Sometimes their emails are can be funny, such as the time Huckabee sent a video claiming that cars with his bumper sticker on them got better gas mileage. Sometimes they can be serious discussions of policy, such as ones Rubio often sends out. Others feel like the candidate is heading some Ponzi-scheme or pyramid “multi-level-marketing” strategy, with emails asking for money and instructing me to forward it to five of my friends. (I don’t.) Occasionally, their pitches are actually well thought out, giving fresh, hopeful looks at politics; so good in fact, that one can see how some readers might really be tempted to turn some more of their hard earned dollars over to government officials, and even smile about it.
None of the videos, emails, links, jokes, articles, or speeches have worked yet on me, however, as not a single shiner has gone from my fists to theirs.

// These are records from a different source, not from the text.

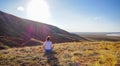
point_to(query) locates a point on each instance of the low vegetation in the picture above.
(64, 54)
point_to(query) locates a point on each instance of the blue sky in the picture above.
(74, 15)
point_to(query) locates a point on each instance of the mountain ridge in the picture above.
(24, 30)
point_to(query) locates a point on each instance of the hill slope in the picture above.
(65, 54)
(21, 30)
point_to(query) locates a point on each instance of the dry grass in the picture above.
(68, 54)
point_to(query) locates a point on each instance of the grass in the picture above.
(101, 53)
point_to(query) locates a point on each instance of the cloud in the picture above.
(97, 18)
(20, 8)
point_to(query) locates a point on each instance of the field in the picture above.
(99, 53)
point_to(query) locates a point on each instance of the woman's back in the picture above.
(48, 45)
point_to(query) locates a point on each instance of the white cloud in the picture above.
(20, 8)
(97, 18)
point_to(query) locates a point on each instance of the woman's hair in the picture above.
(48, 38)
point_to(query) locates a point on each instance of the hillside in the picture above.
(17, 31)
(65, 54)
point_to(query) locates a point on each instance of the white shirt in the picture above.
(48, 45)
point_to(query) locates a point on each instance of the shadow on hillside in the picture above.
(51, 59)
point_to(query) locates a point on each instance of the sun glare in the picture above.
(38, 10)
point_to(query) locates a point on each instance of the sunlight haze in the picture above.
(70, 15)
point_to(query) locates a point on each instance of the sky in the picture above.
(70, 15)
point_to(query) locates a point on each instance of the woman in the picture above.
(48, 45)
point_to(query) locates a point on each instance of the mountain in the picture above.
(17, 31)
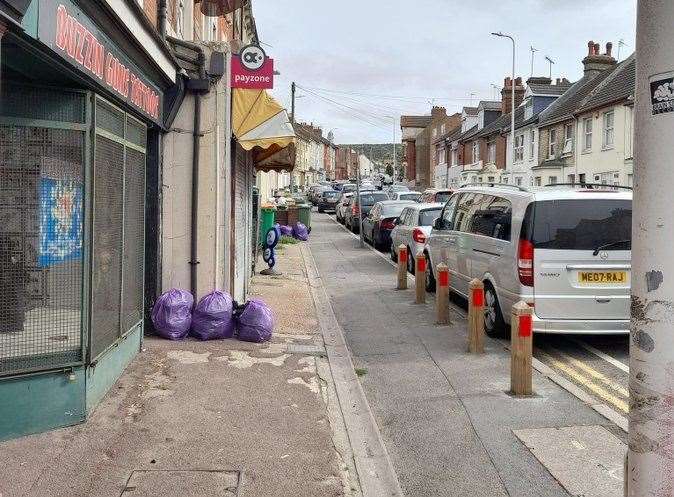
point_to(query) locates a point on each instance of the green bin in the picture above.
(267, 220)
(304, 214)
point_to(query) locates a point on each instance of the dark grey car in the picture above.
(367, 201)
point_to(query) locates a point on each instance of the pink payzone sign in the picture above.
(252, 74)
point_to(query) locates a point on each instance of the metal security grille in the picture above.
(134, 235)
(41, 237)
(118, 228)
(107, 244)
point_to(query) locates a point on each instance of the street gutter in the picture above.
(374, 468)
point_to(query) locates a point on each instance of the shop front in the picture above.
(80, 128)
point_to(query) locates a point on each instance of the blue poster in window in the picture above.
(60, 221)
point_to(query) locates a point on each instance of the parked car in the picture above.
(342, 206)
(379, 223)
(436, 195)
(315, 192)
(565, 251)
(409, 195)
(349, 187)
(397, 188)
(412, 229)
(328, 200)
(367, 201)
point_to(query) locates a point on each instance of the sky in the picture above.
(360, 64)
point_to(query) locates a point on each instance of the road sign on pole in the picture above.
(651, 417)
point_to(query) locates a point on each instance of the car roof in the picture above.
(560, 192)
(427, 205)
(397, 202)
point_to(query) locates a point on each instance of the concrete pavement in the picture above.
(446, 419)
(220, 418)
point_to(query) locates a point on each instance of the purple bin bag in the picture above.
(213, 317)
(172, 314)
(300, 232)
(256, 322)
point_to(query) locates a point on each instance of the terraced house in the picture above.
(557, 128)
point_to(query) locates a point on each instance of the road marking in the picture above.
(611, 360)
(387, 258)
(594, 373)
(582, 380)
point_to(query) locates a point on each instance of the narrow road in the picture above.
(596, 364)
(447, 426)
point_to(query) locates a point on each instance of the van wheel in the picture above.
(494, 325)
(430, 278)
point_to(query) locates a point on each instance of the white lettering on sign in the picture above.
(241, 78)
(80, 45)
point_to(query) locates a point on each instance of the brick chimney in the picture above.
(437, 112)
(506, 94)
(596, 62)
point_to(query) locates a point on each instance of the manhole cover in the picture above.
(296, 348)
(178, 483)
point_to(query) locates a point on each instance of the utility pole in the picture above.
(395, 157)
(651, 417)
(512, 96)
(550, 61)
(360, 207)
(533, 51)
(292, 121)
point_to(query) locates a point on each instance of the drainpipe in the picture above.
(161, 19)
(198, 86)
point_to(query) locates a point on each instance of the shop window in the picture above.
(41, 228)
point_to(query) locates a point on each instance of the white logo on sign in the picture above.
(253, 57)
(664, 92)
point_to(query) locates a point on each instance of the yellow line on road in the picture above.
(594, 373)
(582, 380)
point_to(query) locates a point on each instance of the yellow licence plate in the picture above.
(612, 277)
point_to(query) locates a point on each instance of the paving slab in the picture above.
(587, 460)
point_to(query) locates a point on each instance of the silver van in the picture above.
(565, 250)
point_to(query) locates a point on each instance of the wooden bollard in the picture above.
(476, 317)
(402, 267)
(521, 349)
(420, 278)
(442, 294)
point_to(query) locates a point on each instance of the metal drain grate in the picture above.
(315, 350)
(183, 483)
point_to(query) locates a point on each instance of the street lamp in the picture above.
(512, 107)
(395, 157)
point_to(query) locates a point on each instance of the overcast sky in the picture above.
(351, 57)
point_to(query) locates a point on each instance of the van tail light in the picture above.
(418, 236)
(387, 224)
(525, 262)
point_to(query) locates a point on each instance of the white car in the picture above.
(564, 250)
(412, 229)
(342, 205)
(414, 196)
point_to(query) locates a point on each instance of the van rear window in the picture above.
(579, 224)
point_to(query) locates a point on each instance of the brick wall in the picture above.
(544, 141)
(501, 151)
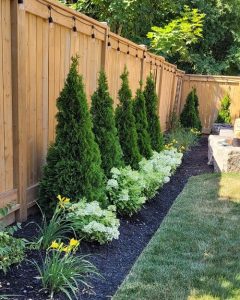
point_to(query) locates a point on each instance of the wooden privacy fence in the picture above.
(210, 90)
(34, 61)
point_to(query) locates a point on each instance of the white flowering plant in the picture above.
(158, 169)
(129, 189)
(92, 222)
(125, 189)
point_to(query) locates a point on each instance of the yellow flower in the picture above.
(54, 245)
(74, 243)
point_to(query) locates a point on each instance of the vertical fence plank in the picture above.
(19, 106)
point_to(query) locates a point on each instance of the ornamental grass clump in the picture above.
(139, 109)
(224, 115)
(104, 126)
(93, 223)
(125, 189)
(73, 166)
(12, 250)
(154, 128)
(57, 228)
(189, 117)
(126, 126)
(63, 271)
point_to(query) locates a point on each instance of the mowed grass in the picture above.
(195, 254)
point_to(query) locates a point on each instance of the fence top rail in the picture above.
(212, 78)
(102, 27)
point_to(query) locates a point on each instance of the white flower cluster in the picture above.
(158, 169)
(93, 222)
(129, 189)
(126, 189)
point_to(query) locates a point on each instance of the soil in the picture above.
(113, 260)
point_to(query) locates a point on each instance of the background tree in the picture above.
(73, 166)
(154, 128)
(126, 124)
(139, 109)
(189, 117)
(104, 126)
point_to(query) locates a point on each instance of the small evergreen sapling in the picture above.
(224, 115)
(139, 109)
(190, 115)
(154, 128)
(73, 166)
(104, 126)
(126, 124)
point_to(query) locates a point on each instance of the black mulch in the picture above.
(115, 259)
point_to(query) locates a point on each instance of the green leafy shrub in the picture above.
(104, 126)
(125, 190)
(61, 271)
(224, 115)
(73, 166)
(190, 115)
(139, 109)
(91, 222)
(12, 250)
(154, 128)
(126, 124)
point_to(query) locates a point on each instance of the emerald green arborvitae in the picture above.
(154, 128)
(73, 166)
(126, 124)
(139, 109)
(224, 115)
(190, 115)
(104, 126)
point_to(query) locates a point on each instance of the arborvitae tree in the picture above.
(126, 124)
(154, 128)
(73, 166)
(224, 115)
(139, 110)
(104, 126)
(189, 117)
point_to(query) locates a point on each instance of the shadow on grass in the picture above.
(195, 254)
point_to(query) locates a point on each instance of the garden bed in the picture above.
(115, 259)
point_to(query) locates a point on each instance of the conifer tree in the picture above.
(224, 115)
(189, 117)
(126, 124)
(104, 126)
(154, 128)
(73, 166)
(139, 109)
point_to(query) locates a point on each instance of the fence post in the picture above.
(19, 106)
(104, 57)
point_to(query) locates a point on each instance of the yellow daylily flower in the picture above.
(54, 245)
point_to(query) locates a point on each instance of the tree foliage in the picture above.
(104, 126)
(224, 115)
(176, 37)
(189, 117)
(126, 124)
(73, 166)
(139, 109)
(154, 128)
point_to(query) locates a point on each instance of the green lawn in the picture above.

Of course, even the best candidate’s campaign has to have money, and maybe even Trump’s campaign will someday ask for some. Not all of the candidates have deep pockets or “sugar daddies” that can bankroll them eternally, so they must rely on we, the people, to give them the green.
I’ve learned quite a bit being spammed over the past year; Cruz can be a scare-monger, Carson’s emails sound like reading a medical journal, and Rand Paul seems to think he’s one of the founding fathers, signing off “In Liberty, Rand Paul.” But the email that stood out to me the most was the time I got one from Rick Perry’s campaign asking for funds because they were “doing well” in the polls and wanted to “keep the momentum rolling.” The funny thing was, due to some computer mix-up, the email must have been sent late, because Mr. Perry had dropped out of the race about an hour before I got it.